I do want /rescue to be small and I want it to compile
quickly.  But I mostly want it to be useful to the people
who need it.

> I kind of like the idea of having 'vi' available, ...

I'm personally tempted to remove vi/ex from /rescue.
I originally put it in based on my experience recovering systems
where I needed to edit configure files.  But, I've not managed to
come up with a scenario where a broken config file would break /bin.
If that's the case, then vi isn't needed in /rescue, since the
purpose of /rescue is to repair a broken /bin, /sbin, /lib.  Once
those are working, you can mount /usr and have access to /usr/bin/vi.

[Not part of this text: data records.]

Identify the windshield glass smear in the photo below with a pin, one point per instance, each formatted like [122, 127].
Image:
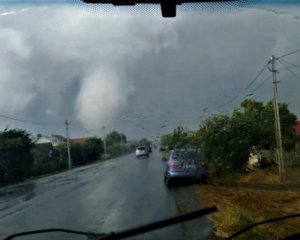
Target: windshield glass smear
[112, 117]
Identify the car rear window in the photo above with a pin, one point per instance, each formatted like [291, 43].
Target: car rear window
[188, 155]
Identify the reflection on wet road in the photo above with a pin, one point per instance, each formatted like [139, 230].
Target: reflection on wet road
[103, 197]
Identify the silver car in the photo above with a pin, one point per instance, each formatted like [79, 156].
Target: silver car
[142, 151]
[185, 164]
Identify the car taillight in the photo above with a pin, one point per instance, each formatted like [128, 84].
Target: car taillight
[174, 165]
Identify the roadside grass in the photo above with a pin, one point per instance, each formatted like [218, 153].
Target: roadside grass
[243, 199]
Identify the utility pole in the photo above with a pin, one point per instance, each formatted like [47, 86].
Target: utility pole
[279, 149]
[104, 142]
[68, 143]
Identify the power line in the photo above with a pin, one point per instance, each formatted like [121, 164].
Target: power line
[27, 121]
[260, 85]
[292, 64]
[289, 70]
[257, 76]
[290, 53]
[246, 88]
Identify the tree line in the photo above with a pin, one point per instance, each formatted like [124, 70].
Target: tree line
[225, 140]
[20, 158]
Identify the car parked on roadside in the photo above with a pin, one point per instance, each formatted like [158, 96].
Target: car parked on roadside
[185, 164]
[142, 151]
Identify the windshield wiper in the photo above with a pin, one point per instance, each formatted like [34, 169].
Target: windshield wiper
[126, 233]
[158, 225]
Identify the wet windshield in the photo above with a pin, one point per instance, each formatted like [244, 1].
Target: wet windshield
[95, 99]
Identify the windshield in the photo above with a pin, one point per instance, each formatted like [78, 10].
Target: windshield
[86, 89]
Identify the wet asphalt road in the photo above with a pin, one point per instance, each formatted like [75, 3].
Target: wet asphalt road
[103, 197]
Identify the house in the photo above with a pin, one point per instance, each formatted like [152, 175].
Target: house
[45, 149]
[78, 140]
[55, 140]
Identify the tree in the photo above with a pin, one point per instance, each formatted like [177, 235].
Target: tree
[15, 155]
[226, 140]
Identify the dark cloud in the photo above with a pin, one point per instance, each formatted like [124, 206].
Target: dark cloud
[134, 74]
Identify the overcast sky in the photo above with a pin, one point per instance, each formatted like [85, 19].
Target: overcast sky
[135, 73]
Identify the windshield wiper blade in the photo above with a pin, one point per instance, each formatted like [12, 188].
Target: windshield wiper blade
[46, 231]
[126, 233]
[159, 224]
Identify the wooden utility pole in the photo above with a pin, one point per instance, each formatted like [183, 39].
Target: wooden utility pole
[104, 142]
[279, 149]
[68, 143]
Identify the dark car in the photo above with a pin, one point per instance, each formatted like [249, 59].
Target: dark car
[142, 151]
[185, 164]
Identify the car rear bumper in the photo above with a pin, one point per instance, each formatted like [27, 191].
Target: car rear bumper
[142, 155]
[196, 175]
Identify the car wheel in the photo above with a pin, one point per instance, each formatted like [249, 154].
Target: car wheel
[203, 180]
[168, 181]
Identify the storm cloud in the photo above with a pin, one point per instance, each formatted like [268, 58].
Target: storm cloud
[133, 73]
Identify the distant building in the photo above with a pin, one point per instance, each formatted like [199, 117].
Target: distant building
[78, 140]
[55, 140]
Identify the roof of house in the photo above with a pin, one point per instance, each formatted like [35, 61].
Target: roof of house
[78, 140]
[52, 138]
[297, 128]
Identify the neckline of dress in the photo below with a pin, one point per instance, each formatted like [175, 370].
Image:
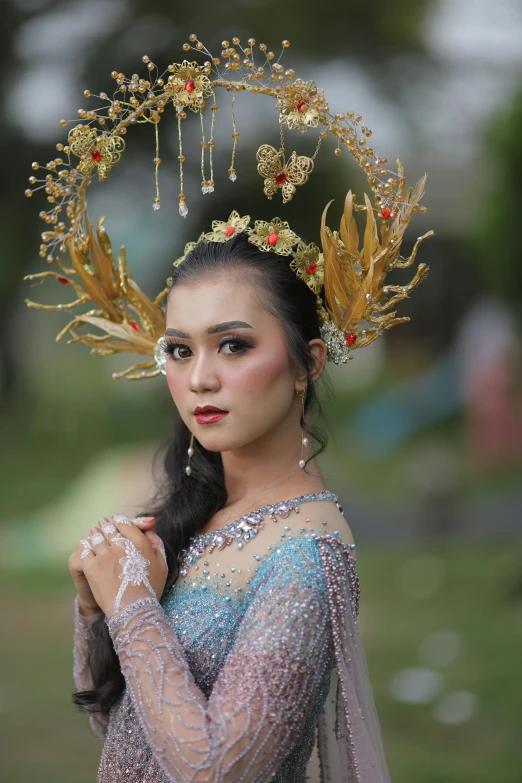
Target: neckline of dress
[246, 527]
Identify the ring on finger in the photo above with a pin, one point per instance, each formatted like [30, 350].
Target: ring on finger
[108, 528]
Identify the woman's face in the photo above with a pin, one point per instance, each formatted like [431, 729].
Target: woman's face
[226, 351]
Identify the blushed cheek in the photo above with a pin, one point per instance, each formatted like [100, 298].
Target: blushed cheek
[262, 376]
[177, 383]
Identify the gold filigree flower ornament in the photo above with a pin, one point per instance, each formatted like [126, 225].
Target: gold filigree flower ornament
[347, 280]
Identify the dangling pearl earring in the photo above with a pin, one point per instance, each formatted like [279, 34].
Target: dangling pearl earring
[304, 441]
[190, 452]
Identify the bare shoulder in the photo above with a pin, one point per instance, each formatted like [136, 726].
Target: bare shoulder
[326, 516]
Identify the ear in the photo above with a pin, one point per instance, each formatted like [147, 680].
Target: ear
[319, 351]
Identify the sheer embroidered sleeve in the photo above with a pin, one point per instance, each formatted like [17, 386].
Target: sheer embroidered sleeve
[278, 665]
[81, 671]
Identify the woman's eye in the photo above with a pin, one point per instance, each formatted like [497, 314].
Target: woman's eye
[228, 347]
[237, 346]
[174, 349]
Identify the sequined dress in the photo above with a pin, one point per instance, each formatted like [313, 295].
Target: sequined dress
[251, 668]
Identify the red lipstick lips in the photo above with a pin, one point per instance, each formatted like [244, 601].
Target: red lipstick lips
[209, 414]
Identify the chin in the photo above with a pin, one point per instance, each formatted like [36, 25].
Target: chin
[221, 441]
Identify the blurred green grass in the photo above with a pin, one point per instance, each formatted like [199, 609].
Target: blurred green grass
[479, 596]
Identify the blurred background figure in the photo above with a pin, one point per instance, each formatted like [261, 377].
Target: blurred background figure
[488, 358]
[426, 436]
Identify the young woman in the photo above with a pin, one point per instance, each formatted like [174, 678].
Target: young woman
[233, 653]
[216, 637]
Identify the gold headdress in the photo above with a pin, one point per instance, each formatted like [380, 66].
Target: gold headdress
[350, 277]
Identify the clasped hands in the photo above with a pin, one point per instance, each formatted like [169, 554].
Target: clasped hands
[121, 561]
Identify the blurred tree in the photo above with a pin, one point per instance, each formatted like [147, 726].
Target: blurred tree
[496, 241]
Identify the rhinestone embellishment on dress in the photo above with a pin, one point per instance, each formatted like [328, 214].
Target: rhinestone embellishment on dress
[245, 528]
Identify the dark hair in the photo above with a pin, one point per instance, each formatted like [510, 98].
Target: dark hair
[184, 504]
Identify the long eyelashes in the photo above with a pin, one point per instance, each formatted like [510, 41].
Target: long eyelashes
[243, 346]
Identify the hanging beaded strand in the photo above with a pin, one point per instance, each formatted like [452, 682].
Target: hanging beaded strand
[211, 143]
[304, 439]
[204, 182]
[235, 135]
[183, 209]
[157, 160]
[190, 452]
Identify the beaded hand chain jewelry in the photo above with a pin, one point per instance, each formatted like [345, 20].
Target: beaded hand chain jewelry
[348, 280]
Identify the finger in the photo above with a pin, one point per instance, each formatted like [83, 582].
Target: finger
[157, 545]
[129, 530]
[108, 529]
[86, 550]
[98, 540]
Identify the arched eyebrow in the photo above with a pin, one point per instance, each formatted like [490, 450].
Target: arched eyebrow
[214, 329]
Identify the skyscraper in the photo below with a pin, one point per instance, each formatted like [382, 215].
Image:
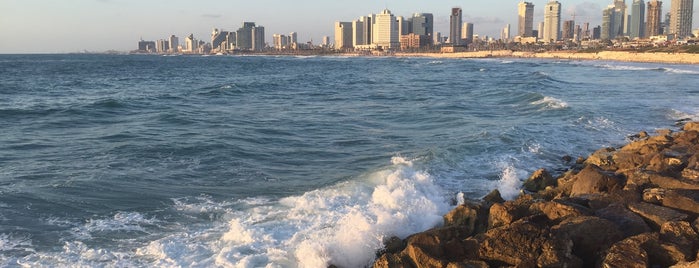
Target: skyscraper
[455, 21]
[343, 35]
[638, 14]
[681, 17]
[386, 31]
[526, 19]
[552, 21]
[468, 32]
[568, 30]
[653, 18]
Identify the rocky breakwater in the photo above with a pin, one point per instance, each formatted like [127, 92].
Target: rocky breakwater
[634, 206]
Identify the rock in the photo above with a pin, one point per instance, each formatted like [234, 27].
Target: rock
[557, 210]
[626, 253]
[691, 126]
[602, 158]
[508, 212]
[684, 200]
[494, 197]
[681, 234]
[628, 222]
[592, 180]
[657, 215]
[518, 244]
[538, 181]
[591, 237]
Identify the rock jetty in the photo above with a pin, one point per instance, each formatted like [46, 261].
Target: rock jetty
[633, 206]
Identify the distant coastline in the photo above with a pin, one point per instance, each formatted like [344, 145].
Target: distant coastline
[623, 56]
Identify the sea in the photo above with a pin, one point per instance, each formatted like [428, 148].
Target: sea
[285, 161]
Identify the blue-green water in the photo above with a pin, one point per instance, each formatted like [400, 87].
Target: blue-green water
[288, 161]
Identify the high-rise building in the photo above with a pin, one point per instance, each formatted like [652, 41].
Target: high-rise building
[638, 14]
[467, 32]
[653, 18]
[244, 36]
[174, 43]
[386, 31]
[505, 34]
[681, 18]
[552, 21]
[526, 19]
[540, 29]
[358, 33]
[343, 35]
[568, 31]
[455, 21]
[258, 40]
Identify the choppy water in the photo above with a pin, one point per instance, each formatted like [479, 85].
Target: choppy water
[288, 161]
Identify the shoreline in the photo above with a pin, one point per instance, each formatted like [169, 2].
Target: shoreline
[620, 56]
[636, 205]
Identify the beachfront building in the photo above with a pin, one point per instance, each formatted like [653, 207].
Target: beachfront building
[455, 23]
[526, 19]
[386, 31]
[343, 35]
[653, 18]
[681, 18]
[638, 14]
[552, 21]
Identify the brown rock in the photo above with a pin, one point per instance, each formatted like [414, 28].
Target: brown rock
[691, 126]
[557, 210]
[591, 237]
[628, 222]
[626, 253]
[681, 234]
[684, 200]
[518, 244]
[602, 158]
[592, 180]
[539, 180]
[657, 215]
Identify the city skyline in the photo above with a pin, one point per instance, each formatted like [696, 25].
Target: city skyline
[41, 26]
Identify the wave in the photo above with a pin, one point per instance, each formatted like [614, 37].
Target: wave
[550, 103]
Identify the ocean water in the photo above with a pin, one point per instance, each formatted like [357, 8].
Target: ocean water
[223, 161]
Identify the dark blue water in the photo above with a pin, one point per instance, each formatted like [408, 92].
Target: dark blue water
[288, 161]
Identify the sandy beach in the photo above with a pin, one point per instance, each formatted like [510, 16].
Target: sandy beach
[677, 58]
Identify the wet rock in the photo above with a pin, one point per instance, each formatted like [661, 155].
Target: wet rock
[557, 210]
[592, 180]
[657, 215]
[684, 200]
[591, 237]
[628, 222]
[626, 253]
[539, 180]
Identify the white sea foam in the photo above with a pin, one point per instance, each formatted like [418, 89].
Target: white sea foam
[509, 184]
[551, 103]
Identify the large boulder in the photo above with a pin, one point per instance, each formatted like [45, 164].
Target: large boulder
[657, 215]
[592, 180]
[628, 222]
[558, 209]
[591, 237]
[539, 180]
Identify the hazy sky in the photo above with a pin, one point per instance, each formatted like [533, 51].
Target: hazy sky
[46, 26]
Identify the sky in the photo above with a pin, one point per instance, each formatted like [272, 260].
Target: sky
[64, 26]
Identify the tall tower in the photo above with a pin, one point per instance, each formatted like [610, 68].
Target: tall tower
[455, 22]
[552, 21]
[526, 19]
[343, 35]
[653, 18]
[681, 18]
[386, 30]
[638, 14]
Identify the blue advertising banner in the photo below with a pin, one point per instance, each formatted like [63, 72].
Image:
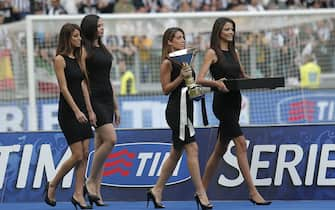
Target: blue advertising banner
[286, 163]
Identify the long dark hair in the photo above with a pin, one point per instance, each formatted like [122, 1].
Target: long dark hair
[89, 26]
[64, 46]
[168, 36]
[216, 38]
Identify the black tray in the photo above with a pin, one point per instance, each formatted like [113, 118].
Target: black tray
[254, 83]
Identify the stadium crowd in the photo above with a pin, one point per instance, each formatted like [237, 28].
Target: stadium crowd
[13, 10]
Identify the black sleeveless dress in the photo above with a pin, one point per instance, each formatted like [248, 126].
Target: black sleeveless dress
[72, 129]
[227, 106]
[98, 67]
[173, 112]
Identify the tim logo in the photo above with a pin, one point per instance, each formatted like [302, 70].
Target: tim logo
[308, 108]
[139, 165]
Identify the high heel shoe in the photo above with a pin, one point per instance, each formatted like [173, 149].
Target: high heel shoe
[151, 196]
[203, 206]
[46, 198]
[260, 203]
[75, 203]
[91, 198]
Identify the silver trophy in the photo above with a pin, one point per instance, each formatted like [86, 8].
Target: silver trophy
[185, 59]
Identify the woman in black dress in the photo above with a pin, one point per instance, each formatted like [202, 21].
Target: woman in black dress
[72, 113]
[179, 116]
[97, 62]
[223, 62]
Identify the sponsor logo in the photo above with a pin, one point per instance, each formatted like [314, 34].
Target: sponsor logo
[139, 165]
[307, 109]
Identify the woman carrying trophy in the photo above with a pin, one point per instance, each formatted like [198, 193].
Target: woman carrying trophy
[179, 116]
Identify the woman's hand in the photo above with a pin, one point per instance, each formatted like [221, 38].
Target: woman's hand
[117, 117]
[81, 117]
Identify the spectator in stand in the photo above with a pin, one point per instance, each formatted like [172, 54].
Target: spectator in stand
[56, 8]
[22, 7]
[7, 12]
[169, 5]
[236, 5]
[255, 5]
[150, 6]
[128, 82]
[87, 7]
[106, 6]
[128, 51]
[144, 46]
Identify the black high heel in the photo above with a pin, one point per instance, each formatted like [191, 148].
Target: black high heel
[100, 204]
[91, 198]
[47, 200]
[203, 206]
[75, 203]
[259, 203]
[151, 196]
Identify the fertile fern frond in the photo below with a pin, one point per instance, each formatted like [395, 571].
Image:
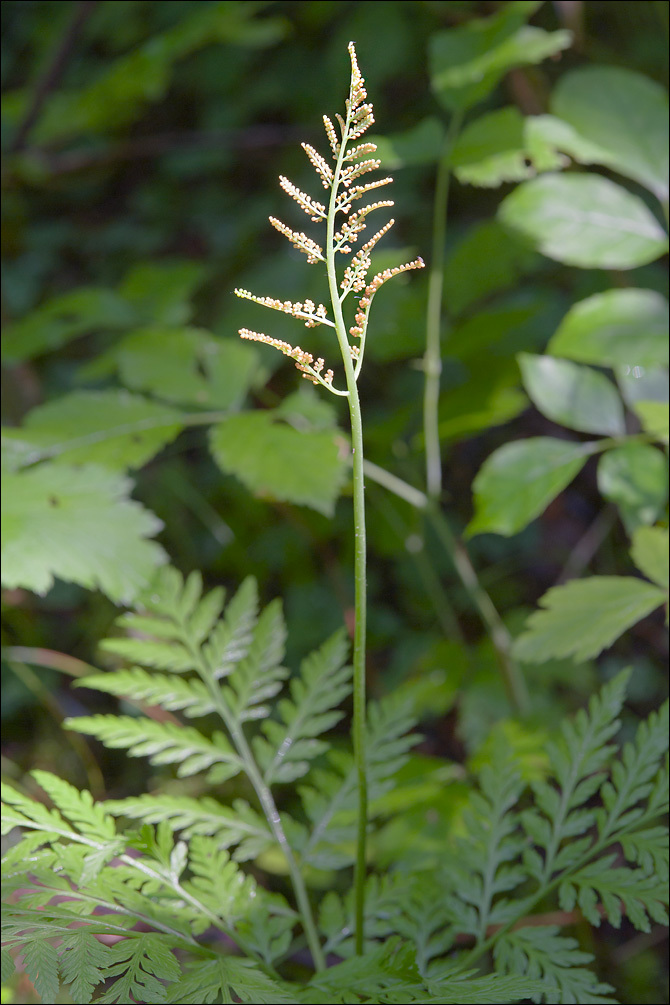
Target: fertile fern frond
[287, 747]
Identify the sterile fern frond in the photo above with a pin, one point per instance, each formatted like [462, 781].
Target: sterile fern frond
[287, 747]
[237, 826]
[163, 743]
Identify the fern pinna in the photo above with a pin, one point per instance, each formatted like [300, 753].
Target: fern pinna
[170, 908]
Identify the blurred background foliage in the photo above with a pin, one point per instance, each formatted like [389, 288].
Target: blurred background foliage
[143, 142]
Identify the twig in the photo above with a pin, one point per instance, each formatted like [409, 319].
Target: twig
[50, 78]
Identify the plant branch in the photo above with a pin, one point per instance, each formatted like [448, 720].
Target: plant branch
[50, 78]
[432, 361]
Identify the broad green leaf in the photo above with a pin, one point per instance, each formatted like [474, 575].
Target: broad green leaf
[519, 480]
[619, 327]
[635, 476]
[113, 428]
[623, 114]
[493, 149]
[80, 525]
[422, 144]
[274, 459]
[507, 258]
[575, 396]
[655, 418]
[161, 290]
[187, 366]
[88, 309]
[467, 62]
[585, 220]
[585, 616]
[650, 554]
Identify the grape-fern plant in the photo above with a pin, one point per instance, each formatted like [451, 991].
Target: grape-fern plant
[170, 907]
[178, 906]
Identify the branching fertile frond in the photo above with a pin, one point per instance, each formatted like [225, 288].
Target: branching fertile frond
[345, 185]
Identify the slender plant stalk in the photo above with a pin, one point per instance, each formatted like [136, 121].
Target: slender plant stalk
[432, 363]
[360, 556]
[346, 186]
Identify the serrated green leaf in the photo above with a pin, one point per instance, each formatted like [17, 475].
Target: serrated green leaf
[575, 396]
[467, 62]
[585, 616]
[650, 554]
[617, 328]
[51, 521]
[585, 220]
[519, 480]
[635, 477]
[275, 460]
[494, 149]
[624, 116]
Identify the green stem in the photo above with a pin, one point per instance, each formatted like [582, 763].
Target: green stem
[360, 597]
[432, 362]
[457, 553]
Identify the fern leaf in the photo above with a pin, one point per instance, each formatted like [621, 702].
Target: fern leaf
[140, 964]
[83, 960]
[171, 692]
[488, 859]
[40, 960]
[240, 826]
[259, 675]
[78, 806]
[541, 954]
[229, 641]
[329, 798]
[633, 776]
[219, 980]
[162, 743]
[579, 761]
[287, 747]
[216, 879]
[642, 895]
[164, 655]
[267, 928]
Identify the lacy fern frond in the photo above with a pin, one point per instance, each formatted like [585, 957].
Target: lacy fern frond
[286, 747]
[238, 826]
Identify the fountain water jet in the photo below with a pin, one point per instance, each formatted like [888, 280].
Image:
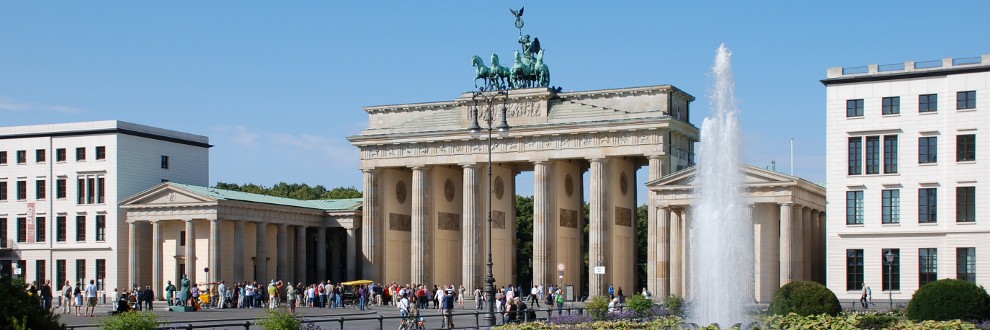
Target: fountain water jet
[721, 229]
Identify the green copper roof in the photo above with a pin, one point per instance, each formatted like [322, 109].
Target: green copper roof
[223, 194]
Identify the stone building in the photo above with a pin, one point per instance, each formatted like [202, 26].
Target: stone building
[425, 183]
[60, 185]
[211, 234]
[788, 229]
[906, 162]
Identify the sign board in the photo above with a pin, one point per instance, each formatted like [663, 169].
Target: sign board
[30, 223]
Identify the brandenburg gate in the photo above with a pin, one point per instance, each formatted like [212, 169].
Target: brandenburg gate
[425, 191]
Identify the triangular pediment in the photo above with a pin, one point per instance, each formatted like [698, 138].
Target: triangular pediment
[166, 194]
[752, 176]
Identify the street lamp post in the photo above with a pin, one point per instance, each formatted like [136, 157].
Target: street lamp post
[490, 96]
[890, 275]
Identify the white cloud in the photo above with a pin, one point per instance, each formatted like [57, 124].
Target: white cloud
[11, 104]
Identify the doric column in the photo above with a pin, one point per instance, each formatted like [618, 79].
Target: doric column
[662, 251]
[675, 253]
[301, 247]
[352, 254]
[598, 227]
[543, 233]
[471, 275]
[156, 259]
[238, 275]
[686, 261]
[321, 254]
[786, 231]
[422, 256]
[215, 251]
[132, 246]
[282, 245]
[191, 250]
[655, 172]
[260, 254]
[371, 246]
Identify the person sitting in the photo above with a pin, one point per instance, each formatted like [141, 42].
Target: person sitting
[123, 305]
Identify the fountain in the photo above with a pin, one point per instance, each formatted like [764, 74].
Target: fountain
[721, 230]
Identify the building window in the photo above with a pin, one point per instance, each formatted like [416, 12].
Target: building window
[60, 228]
[80, 228]
[927, 266]
[872, 155]
[854, 207]
[928, 150]
[101, 271]
[59, 275]
[855, 155]
[891, 105]
[39, 189]
[39, 271]
[80, 272]
[854, 108]
[966, 264]
[928, 103]
[854, 270]
[966, 100]
[927, 205]
[60, 188]
[21, 230]
[39, 229]
[891, 270]
[101, 228]
[966, 147]
[965, 204]
[21, 190]
[890, 154]
[891, 206]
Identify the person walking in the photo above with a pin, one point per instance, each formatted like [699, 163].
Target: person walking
[91, 298]
[448, 309]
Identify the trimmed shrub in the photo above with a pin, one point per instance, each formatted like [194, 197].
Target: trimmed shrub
[279, 320]
[805, 298]
[19, 309]
[597, 307]
[641, 305]
[675, 305]
[131, 321]
[949, 299]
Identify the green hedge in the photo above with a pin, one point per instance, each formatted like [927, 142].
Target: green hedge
[949, 299]
[805, 298]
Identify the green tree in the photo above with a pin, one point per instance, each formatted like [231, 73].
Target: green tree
[17, 307]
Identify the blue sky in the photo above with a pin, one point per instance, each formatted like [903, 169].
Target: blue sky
[277, 86]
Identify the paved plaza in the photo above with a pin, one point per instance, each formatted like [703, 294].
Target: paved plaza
[324, 318]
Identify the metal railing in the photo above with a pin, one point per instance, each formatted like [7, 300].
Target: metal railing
[928, 64]
[890, 67]
[966, 61]
[855, 70]
[393, 321]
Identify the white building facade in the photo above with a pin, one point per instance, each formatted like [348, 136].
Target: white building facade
[60, 186]
[907, 161]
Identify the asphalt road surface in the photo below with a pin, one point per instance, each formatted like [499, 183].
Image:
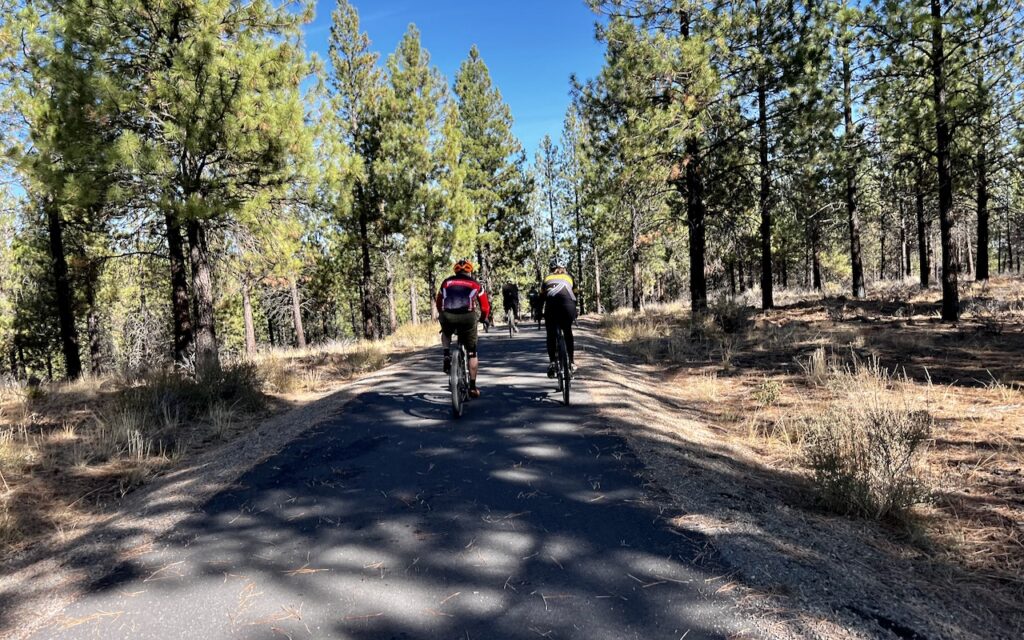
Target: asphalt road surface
[523, 519]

Contrary to what David claims, I don't think /rescue does need
to support all of the recovery actions that a static /s?bin
would support.  Rather, I think it only needs to support those
recovery actions necessary to repair /bin and /sbin if they break.
That could be a very small set of tools.  It is not necessarily a
subset of /bin and /sbin, however.  Unfortunately (or fortunately,
I suppose), few people seem to have actually needed /rescue, so we as
a community don't yet have enough experience to really tailor that

> .... disaster scenarios
> where you won't have something you need.  For some reason, I
> manage to hit those every few months.

The only way to find out what's truly necessary in /rescue
is to pay attention to people who actually use it.  If
someone knows they'll never use it, NO_RESCUE has been shown
to measurably reduce buildworld times.

> I doubt there is any perfect answer which will satisfy
> everyone, but perhaps we can recognize that and figure out
> some flexible middle ground.

That's exactly what I'm trying to do.